No verdict after days of deliberations in 1979 N.Y. child murder case

No verdict after days of deliberations in 1979 N.Y. child murder case
By Natasja Sheriff

By Natasja Sheriff

NEW YORK (Reuters) – Jurors considering a murder charge against the man who confessed to killing Etan Patz in 1979 ended a seventh day of deliberations on Thursday without reaching a verdict in one of the most vexing disappearances in New York history.

Pedro Hernandez, 54, is charged in state Supreme Court in Manhattan with kidnapping and murdering the 6-year-old boy, who disappeared on May 25, 1979, as he was walking alone for the first time to his school bus stop.

Patz was one of the first missing children whose pictures appeared on milk cartons in an effort to locate them.

Hernandez, who worked in a deli near Patz’s Manhattan home, confessed to police in 2012 that he lured the boy into the store’s basement with the offer of a soda, strangled him and left his still moving body in a box in an alley.

Hernandez’s defense maintains he is mentally ill and that his confession was coerced.

His lawyers have said the real culprit is Jose Ramos, long a prime suspect in the disappearance.

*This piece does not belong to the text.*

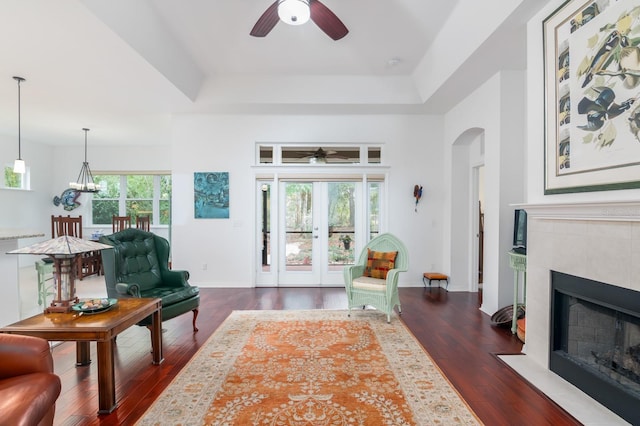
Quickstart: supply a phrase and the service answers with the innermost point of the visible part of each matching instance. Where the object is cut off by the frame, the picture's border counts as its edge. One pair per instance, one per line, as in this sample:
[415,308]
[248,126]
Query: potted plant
[346,241]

His girlfriend once walked Patz and his friends home from school. Ramos is a convicted child molester now serving a prison sentence in Pennsylvania.

During deliberations on Thursday, the jurors asked to review a videotaped interview of Ramos by a prosecutor. The interview, which was presented as evidence in Hernandez’s trial, followed a 1982 incident in which Ramos allegedly tried to lure two boys into a drainpipe in a New York City park where he was living.

In the video, Ramos said he knew of Patz through his girlfriend but had never met the boy.

The jury was scheduled to resume on Friday morning.

The panel has asked for a rereading of all the testimony by a former federal prosecutor and a former special agent for the Federal Bureau of Investigation, both of whom worked on the Patz case and recommended prosecuting Ramos.

“I don’t know how you can look at Ramos, and the evidence against Ramos, and be able to ignore Ramos in this case,” Hernandez’ defense attorney Harvey Fishbein said outside the courtroom.

“In order to convict Pedro Hernandez, they have to exclude Ramos. I think that’s a very difficult thing to do,” he said.

Patz was never found, and a court in 2001 declared him legally dead.

If convicted, Hernandez faces a maximum penalty of life in prison.